Письмо было на две печатные страницы через один интервал, с маркированными списками и подчеркнутыми для усиления фразами. Из всех документов, которые хранились в коробке, его мне было читать особенно мучительно. Мать представляла меня как предмет — ценный, нежный, сделанный из другого теста, не такого, как остальные участники лагеря. Мне было больно представлять, что, наверное, подумал директор о хрупком и требующем к себе повышенного внимания ребенке, которого ему вверяли.

Одним из последних среди писем и документов в той коробке лежало письмо мамы ко мне, написанное за несколько месяцев до ее смерти от рака легких. Она переживала, что трехлетний Джейкоб иногда потирает голову, а это значило, что в будущем он может страдать от мигрени, которая передается по наследству:

«На всякий случай, так как у твоего отца случались в некотором роде мигрени… и, как я уже тебе говорила, я заметила, что Джейкоб иногда потирает голову, закончив смотреть телевизор…»

Я несколько раз перечитала это предложение. Оно меня поразило еще больше, чем воспоминание о матери, впервые увидевшей Джейкоба в «Маунт-Синай». Она говорила теперь не просто про физическое сходство. Речь шла о наследственном заболевании, о генетике.

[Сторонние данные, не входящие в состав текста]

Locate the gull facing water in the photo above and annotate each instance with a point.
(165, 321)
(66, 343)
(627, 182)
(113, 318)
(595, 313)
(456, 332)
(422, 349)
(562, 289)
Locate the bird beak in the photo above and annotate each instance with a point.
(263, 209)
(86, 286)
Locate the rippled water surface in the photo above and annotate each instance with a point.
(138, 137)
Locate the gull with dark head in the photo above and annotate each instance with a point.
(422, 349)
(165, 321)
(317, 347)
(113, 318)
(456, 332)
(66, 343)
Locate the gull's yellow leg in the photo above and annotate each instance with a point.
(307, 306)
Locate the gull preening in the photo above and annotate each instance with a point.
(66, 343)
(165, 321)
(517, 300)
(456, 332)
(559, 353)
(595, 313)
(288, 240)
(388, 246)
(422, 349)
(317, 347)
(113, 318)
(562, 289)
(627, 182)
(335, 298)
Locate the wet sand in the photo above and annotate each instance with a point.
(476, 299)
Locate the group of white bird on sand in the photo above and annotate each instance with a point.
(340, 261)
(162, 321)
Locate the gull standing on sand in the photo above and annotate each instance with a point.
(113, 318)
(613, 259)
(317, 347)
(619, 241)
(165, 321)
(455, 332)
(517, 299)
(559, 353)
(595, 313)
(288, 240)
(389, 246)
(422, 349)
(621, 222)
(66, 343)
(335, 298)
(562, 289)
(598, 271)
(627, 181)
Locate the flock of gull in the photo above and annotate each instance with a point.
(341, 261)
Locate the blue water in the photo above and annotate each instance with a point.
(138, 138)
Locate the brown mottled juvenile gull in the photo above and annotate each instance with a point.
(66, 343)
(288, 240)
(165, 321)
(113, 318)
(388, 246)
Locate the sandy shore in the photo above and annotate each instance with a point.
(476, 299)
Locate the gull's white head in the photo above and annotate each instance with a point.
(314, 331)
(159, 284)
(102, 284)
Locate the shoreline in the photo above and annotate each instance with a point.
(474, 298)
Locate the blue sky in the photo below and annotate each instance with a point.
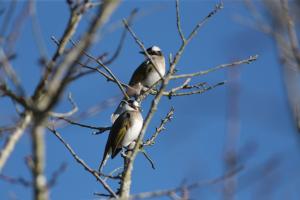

Сомнений быть не могло: она смотрела на мир настоящий через искаженную линзу своих вымыслов.

Письмо мамы ко мне заканчивалось необычно сентиментальной строчкой, написанной заглавными буквами: «СПАСИБО, ЧТО СДЕЛАЛА МЕНЯ МАМОЧКОЙ И БАБУШКОЙ». Она умирала. Ей было около восьмидесяти, а мне около сорока. Всю жизнь она искала моей благодарности, а теперь — по-своему — пыталась поблагодарить меня.

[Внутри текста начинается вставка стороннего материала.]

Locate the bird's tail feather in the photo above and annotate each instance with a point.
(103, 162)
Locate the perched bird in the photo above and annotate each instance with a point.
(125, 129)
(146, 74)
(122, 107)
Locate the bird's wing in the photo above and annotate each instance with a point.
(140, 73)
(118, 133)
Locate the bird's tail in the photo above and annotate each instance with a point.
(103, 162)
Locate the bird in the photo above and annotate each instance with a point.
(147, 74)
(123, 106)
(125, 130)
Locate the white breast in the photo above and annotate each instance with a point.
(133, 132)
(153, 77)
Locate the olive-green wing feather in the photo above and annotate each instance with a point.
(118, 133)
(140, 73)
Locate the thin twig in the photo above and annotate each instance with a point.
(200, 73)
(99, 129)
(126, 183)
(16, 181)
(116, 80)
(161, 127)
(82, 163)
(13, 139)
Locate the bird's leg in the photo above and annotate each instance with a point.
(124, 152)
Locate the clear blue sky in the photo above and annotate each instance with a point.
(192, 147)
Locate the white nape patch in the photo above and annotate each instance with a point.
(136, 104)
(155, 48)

Но на этом письмо не заканчивалось, так как мама добавила еще один абзац. В шве распоролся еще один стежок. Она ссылалась на большой конверт с открытками и письмами — поздравлениями родителям с моим рождением, в том числе там лежала ручной работы розовая открытка, которая раздвигалась, как аккордеон. На первой странице была изображена пара — муж и жена — рядом с аистом и новорожденным. На последней странице, мелко исписанной незнакомым аккуратным почерком, были поздравления матери с рождением прекрасной молодой леди и просьба прислать фото для офисных сотрудниц.

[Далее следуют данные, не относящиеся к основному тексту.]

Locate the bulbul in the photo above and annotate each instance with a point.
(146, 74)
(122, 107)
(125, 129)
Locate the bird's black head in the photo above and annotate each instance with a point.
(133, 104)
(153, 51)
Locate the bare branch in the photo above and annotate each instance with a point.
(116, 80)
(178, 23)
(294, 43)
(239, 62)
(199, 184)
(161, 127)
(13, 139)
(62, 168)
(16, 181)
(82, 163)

Мама, по-видимому, не могла удержаться. Последние слова в этом, возможно, последнем ее письме мне — ее прощальное слово — были все написаны строчными буквами и заключены к скобки, как будто их вовсе не существовало.

(кстати, эта записка от миссис фаррис. я о ней совершенно забыла. ее муж, доктор фаррис, был тем человеком, без которого, скорее всего, не было бы тебя.)